South Africa was where I spent the next 7 months, 4 months in the Burn ICU, and 3 months in the ward recovering from the intense insults that had happened to my body. I was there with my family. My mom never left my side from the beginning up until this moment. She was quite my rock in the worst time of my life. That’s how that transitioned. I was there for seven months in South Africa before they decided that I was stable enough to be able to leave the hospital setting. That was when I came back to Nigeria for a brief amount of time before I made my way to America for the next phase of surgeries.
As I was reading you were sharing in your book, the dreams you were having during this time, and then how much you depended on those visits from your mom, and her coming to see you and read and play music for you. The thing that struck me was, it’s almost emotional to think about it, but you endured so much pain.
You say in your book that love was the reason that you fought to stay present in this world and not to let your body become an empty shell without the essence of Kechi in it. I’m hoping that you will let us learn from the riches you discovered in that time what you learned about healing through that completely redefining experience.

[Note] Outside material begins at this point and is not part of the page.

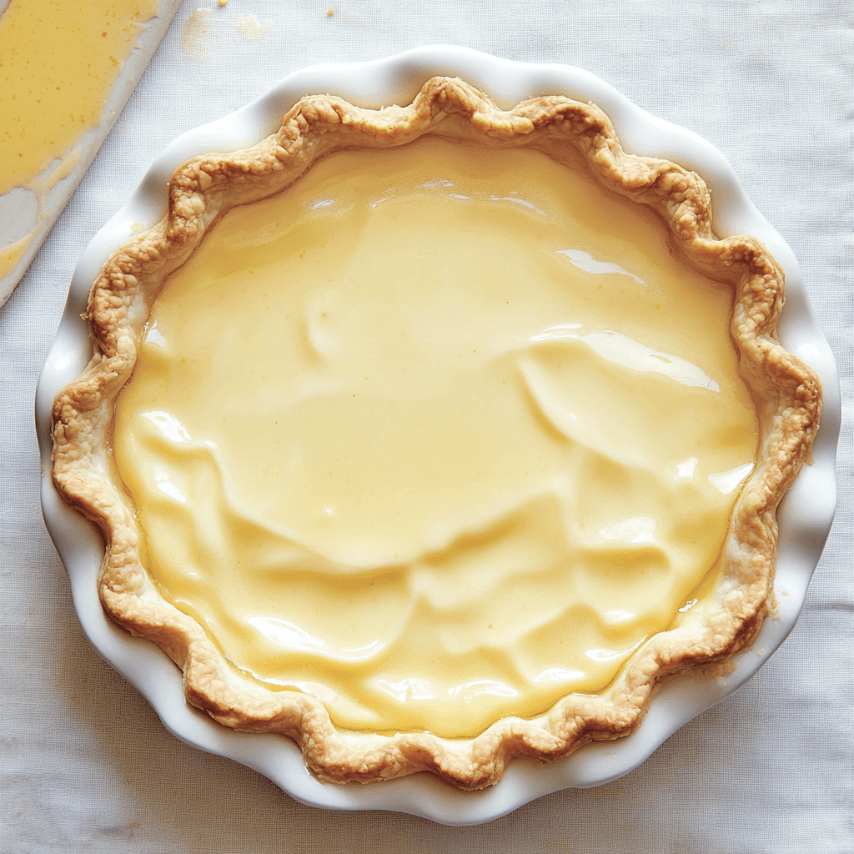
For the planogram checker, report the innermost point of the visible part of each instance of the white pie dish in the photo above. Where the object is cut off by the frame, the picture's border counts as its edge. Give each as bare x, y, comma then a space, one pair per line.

In the most concise way, I learned that healing is multifaceted. There’s no way you can possibly heal in one way. When something happens to us, no matter how big or small, if it’s something traumatic, the healing that has to happen can’t happen in one way. It has to be a whole combination of different sorts of healing.
That was what I experienced because even though the worst of my injury was physical, there was still a lot of emotional, spiritual, mental, and psychological healing that had to happen. Having the right people around me and having them feed me the right things, messages, and behaviors also helps. It added a flavor to the healing that I was going to have aside from the physical because physical is surgeries. That’s a technical thing. That’s something that is objective, and it will be done no matter what. The way that I decided to heal in every other way was what mattered more.
That’s the main thing that I learned throughout my journey and this process of healing and becoming a burn survivor. I also learned in the worst of it, which is when I was mostly numb, and my life was hanging in the balance. I learned a lot about willpower and something about the strength that comes from inside that is necessary to drive you forward in life. You can’t base anything on your identity or any reason why you do the things you do on another human being.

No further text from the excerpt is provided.